The original hypothesis for my follow-up study was that I would be able to build statistical models for Epargyreus Clarus and that these models would predict the host plants that E. Clarus would use under certain circumstances. But when I started to conduct the experiment, I saw a dramatic decline in not just the Silver Spotted Skipper, but all butterflies in general. I wondered why. But because my sample population was now so small I knew that I would not have enough data to build statistical models. I shifted my focus and started to look for changes in the butterfly garden at Felix Neck as well as in the overall environment of Martha’s Vineyard and surrounding areas of Massachusetts.

In my research I discovered that other biologists and naturalists had also observed a decreased number of Lepidoptera, both on the Island and the surrounding areas. In August 2012, I attended a climate change talk at Poly Hill Arboretum hosted by Dr. Richard B. Primack (professor of biology at Boston University). He conducted a study at Walden Pond and used Henry David Thoreau’s data from the mid-19th century as a comparison and a “control” set.

Mr. Primack’s data suggested that Lepidoptera and other insects are very susceptible to climate change, and the effects of these changes in weather affect the interactions between species of butterflies as well as their interactions with plant life which are also affected by changing weather patterns. Lepidoptera have a relatively short life span, and as a result are good indicators of possible climate change. Additionally, plant leafing-out occurrences are abrupt and can be directly measured, which gives more exact data about leafing-out times and the coordinated presence of Lepidoptera in the environment. As a possibility to manage Lepidoptera dealing with climate change, Dr. Primack suggested assisted migration, where Lepidoptera are placed in environments where their presence is dropping off because of changing weather.
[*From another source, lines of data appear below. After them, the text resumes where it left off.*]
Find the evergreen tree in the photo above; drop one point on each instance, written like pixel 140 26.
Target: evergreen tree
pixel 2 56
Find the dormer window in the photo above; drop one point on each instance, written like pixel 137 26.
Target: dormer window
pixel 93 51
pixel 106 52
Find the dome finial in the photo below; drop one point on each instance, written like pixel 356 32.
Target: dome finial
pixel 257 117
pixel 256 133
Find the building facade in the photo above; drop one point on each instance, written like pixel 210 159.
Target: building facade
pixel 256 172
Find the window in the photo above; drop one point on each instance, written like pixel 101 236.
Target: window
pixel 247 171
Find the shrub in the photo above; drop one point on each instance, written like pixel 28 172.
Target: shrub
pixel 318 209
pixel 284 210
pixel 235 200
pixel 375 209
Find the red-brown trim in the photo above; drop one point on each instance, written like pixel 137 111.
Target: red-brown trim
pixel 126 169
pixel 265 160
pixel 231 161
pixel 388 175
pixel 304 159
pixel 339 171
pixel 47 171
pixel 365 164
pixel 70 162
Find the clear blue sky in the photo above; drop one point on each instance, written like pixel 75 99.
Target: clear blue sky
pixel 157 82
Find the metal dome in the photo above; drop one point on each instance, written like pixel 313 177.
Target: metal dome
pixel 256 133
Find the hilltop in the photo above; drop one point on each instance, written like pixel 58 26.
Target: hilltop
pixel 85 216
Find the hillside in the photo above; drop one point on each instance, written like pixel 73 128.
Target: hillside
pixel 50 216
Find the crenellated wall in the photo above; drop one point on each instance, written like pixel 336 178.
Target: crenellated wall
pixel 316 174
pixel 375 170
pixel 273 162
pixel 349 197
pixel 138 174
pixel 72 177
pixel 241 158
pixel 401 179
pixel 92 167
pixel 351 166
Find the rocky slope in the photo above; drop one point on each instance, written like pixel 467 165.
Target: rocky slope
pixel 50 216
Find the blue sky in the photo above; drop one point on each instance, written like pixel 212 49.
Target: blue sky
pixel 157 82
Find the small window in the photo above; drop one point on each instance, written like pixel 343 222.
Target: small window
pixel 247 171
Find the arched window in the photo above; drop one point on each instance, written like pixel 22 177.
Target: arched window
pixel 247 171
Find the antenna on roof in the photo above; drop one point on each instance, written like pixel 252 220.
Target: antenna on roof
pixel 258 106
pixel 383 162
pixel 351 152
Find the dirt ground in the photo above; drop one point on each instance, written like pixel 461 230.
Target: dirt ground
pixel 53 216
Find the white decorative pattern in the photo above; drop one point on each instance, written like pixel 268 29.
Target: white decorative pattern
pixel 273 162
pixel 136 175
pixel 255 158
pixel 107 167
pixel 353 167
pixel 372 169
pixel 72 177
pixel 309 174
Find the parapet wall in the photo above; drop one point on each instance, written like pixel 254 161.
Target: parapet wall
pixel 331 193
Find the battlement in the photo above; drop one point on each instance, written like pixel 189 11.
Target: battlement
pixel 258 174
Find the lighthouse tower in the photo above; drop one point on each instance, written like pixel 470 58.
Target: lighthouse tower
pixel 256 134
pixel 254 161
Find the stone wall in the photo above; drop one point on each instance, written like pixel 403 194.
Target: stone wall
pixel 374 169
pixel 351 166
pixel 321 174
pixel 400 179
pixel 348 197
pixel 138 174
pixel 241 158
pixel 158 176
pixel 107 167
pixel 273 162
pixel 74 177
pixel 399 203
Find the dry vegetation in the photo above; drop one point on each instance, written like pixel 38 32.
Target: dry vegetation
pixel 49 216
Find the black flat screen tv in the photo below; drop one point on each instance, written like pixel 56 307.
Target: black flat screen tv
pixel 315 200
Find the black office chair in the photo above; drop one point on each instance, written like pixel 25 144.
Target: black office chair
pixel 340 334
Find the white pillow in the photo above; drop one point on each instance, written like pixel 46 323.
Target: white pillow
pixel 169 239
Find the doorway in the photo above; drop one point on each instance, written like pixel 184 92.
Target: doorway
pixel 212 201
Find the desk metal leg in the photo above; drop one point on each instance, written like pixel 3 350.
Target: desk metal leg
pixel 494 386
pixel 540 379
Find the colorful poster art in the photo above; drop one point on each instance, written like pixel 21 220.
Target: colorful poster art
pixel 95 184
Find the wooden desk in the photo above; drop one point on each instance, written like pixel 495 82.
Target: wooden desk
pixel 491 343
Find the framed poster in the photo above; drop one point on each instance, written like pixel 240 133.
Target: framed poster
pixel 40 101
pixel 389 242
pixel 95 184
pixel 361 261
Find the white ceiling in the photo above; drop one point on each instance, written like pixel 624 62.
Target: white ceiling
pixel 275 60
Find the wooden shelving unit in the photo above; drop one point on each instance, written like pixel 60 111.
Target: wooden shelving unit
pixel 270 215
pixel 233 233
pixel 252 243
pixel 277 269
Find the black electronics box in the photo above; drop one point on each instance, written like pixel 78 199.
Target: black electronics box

These changes aren’t just happening on the Vineyard. The Union of Concerned Scientists (UCS), which originated at MIT in the late 1960s, has conducted studies that support the idea that changing weather patterns are affecting Lepidoptera and their habitats more than prior data had suggested. In an article written by Liz Durkee in the Vineyard Conservation Society Almanac, she noted that the UCS reported “39 butterfly species are proceeding northward in their range and some are emerging from their cocoons so early that food isn’t available.”

This figure supports and highlights the research that I conducted this past summer, illustrating that there are changes in weather patterns both on a local and global scale. Camille Parmesan, a scientist who works for the UCS, has also observed changing butterfly behaviors and attributes this change to weather. In her article published in the UCS’s journal, she discusses the how the “changes in [butterflies] vulnerable populations could be a sensitive indicator of global warming.”

Ms. Parmesan and the UCS have conducted many studies that deal with changing butterfly migratory patterns and behavior. In a profile of her written for UCS, Seth Shulman wrote “In Europe, [Ms.] Parmesan was able to join with colleagues to determine that nearly two-thirds of some 57 species of non-migratory European butterflies were similarly dying out on the southern edge of their ranges, or shifting northward and to higher elevations.”

Ms. Parmesan warns that if these patterns of evolving habitats and butterfly behaviors continue to dramatically change over the coming years, we may “face the threat of mass extinctions” which will certainly change the environment both locally and globally.

Most likely there will never be identical seasons, and conditions year to year and wildlife will vary, but the constant commitment of organizations such as Felix Neck Wildlife Sanctuary and Martha’s Vineyard as a whole, reinforces how important it is for everyone to pay attention to the unique habitats that exist on the Vineyard, and across the globe.

Elizabeth Wolf is in 11th grade and attends Greenwich Academy, a day school in Connecticut. She has worked with Suzan Bellincampi of Felix Neck Wildlife Sanctuary for the past two years, as well as with Dr. Ann Decker.